Interessante por demais era a organização policial e judiciária à época engendrada pela administração da Coroa. Haviam os juízes ordinário e os juízes de fora (portugueses evidentemente), cujas funções eram tanto policiais e administrativas quanto jurisdicionais. Em algumas outras Capitania, possível era encontrar juízes especializados de órfãos e do crime.  As câmaras, no entanto, possuía certas atribuições judiciárias embora muito reduzidas pela Ordenações Filipinas.

Abaixo dos juízes supracitados haviam os almotacés e os juízes de vintena. Os almotacés, da mesma sorte, exerciam duplamente as funções administrativas e judiciárias, aos quais eram incumbidos de julgar as infrações de posturas do conselho, causas relacionadas ao direito real acerca das obras ou construções em que impunham penas, com possível recurso aos juízes. Já aos juízes de vintena ou pedânes, cabiam-lhes o exercício nas aldeias, distante das vilas ou cidades, porém não tinham jurisdição no crime, mas podiam realizar prisões em flagrante, ou mediante mandado ou querela. Haviam, outrossim, os alcaides pequenos e os quadrilheiros, funcionários policiais propriamente como hoje entendemos.

Acima, portanto, das autoridades supramencionadas estavam os ouvidores de comarca e acima desses os ouvidores gerais, todos nomeados pela Corte Real. Funcionavam como juízes de recurso e corregedores do território da jurisdição. Em categoria superior, por conseguinte, estavam os donatários com ampla jurisdição tanto na área cível quanto na criminal. Tais funções eram desempenhadas juntamente com os ouvidores, mais tarde com os capitães-mores ou governadores das capitanias subalternas, os capitães-generais ou governadores das capitanias principais e o governador-geral também conhecido como vice-rei. Havia ainda as Relações, a mais alta instância judiciária da Colônia, e também acumulava atribuições que hoje conhecemos como judiciárias e administrativas.

Conquanto o governador fosse o supremo representante do rei, muita coisa escapava à sua jurisdição. Impende salientar que o governador não estava hierarquicamente acima da Relação, pois que em verdade era um de seus membros com a função de presidente natural.

Os assuntos relacionados à Colônia em Portugal eram submetidos ao Conselho Ultramarino, à Mesa da Consciência e Ordens, ao Desembargo do Paço e à Casa de Suplicação. Esse último era responsável pelo julgamento os recursos referentes aos casos excedentes da justiça colonial.

Nos municípios ocorria a justiça eletiva, fator de importante dominação do senhorinato rural que valia-se de sua influência para eleger juízes, vereadores e subordinados das câmaras.

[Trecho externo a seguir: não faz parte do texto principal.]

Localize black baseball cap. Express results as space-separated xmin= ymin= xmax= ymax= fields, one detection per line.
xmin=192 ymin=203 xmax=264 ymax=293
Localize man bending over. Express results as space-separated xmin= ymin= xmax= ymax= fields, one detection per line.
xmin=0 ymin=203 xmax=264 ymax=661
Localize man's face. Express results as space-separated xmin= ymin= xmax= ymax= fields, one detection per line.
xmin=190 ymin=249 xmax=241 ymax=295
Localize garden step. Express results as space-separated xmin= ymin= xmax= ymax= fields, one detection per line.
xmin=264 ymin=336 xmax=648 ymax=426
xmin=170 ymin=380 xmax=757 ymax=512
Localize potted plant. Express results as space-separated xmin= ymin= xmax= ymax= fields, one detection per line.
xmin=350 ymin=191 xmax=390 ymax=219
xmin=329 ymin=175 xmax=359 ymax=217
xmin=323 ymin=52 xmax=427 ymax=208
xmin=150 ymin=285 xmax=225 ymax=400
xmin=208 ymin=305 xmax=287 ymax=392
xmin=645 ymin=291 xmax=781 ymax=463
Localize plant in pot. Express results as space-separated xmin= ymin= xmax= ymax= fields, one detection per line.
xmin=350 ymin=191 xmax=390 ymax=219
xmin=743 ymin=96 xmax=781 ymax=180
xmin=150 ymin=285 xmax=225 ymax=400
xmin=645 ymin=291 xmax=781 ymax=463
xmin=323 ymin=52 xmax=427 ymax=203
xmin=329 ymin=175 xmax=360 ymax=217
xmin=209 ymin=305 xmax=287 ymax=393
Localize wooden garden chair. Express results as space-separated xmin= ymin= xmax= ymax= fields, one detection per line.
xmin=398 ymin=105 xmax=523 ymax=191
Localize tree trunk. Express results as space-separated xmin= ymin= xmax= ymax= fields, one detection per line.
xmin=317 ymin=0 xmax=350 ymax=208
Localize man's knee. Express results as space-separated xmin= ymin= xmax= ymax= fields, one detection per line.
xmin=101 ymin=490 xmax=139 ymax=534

Se algum juiz ou vereador fosse devassado, ou seja, cometesse delitos incerto ou faltas determinadas, os autos de devassa eram submetido aos ouvidores. Curioso observar que, segundo as Ordenações, o tormento era admitido como meio de prova, o que nos permite inferir que juízes e vereadores, em certos crimes, poderiam ser submetidos a tortura ou, como dizia-se outrora a “tratos de corpo”.

A fase do Império é marcada pela acumulação de atribuições judiciárias e policiais nas mão das mesmas autoridades.

A grande mudança digna de nota foi a declaração de que o Poder Judiciário era independente pela Constituição de 1824 e, por consequência, a declaração de que os juízes de direitos tornaram-se vitalícios, que perderia o cargo somente por sentença. Em contrapartida, admitiu a sua suspenção pelo imperador, bem como confiou ao legislador ordinário a função de regulamentação das remoções dos magistrados. A garantia da vitaliciedade, todavia, só era aplicável aos juízes de direito com exercício nas comarcas, não beneficiava, portanto, o juízes municipais que exerciam jurisdição nos termos e eram nomeados por quatro anos nem tampouco os juízes de paz de investidura eletiva e com jurisdição limitada aos distritos.

Outro fato marcante foi a reforma do Código de Processo Penal de 29 de novembro de 1832 responsável pela descentralização do sistema judiciário e policial. Por força dessa reforma, o juiz de paz recebeu extraordinário destaque, pois que investido de amplos poderes. Ocorre, contudo, que a referida reforma foi tida como ineficaz quanto à prevenção e quanto à repressão da criminalidade em uma conturbada conjuntura regencial.

Devido as grandes prerrogativas conferidas ao elemento local, iniciaram reações contrária ao código de 1932 concretizada por ação espontânea de algumas províncias seguidas por outras assembleias após a promulgação do Ato Adicional. Os prefeitos, originados dessa leis provinciais, eram nomeados livremente pelo presidentes de província e tinham exercício nos municípios e dentre suas funções se incluía a policial.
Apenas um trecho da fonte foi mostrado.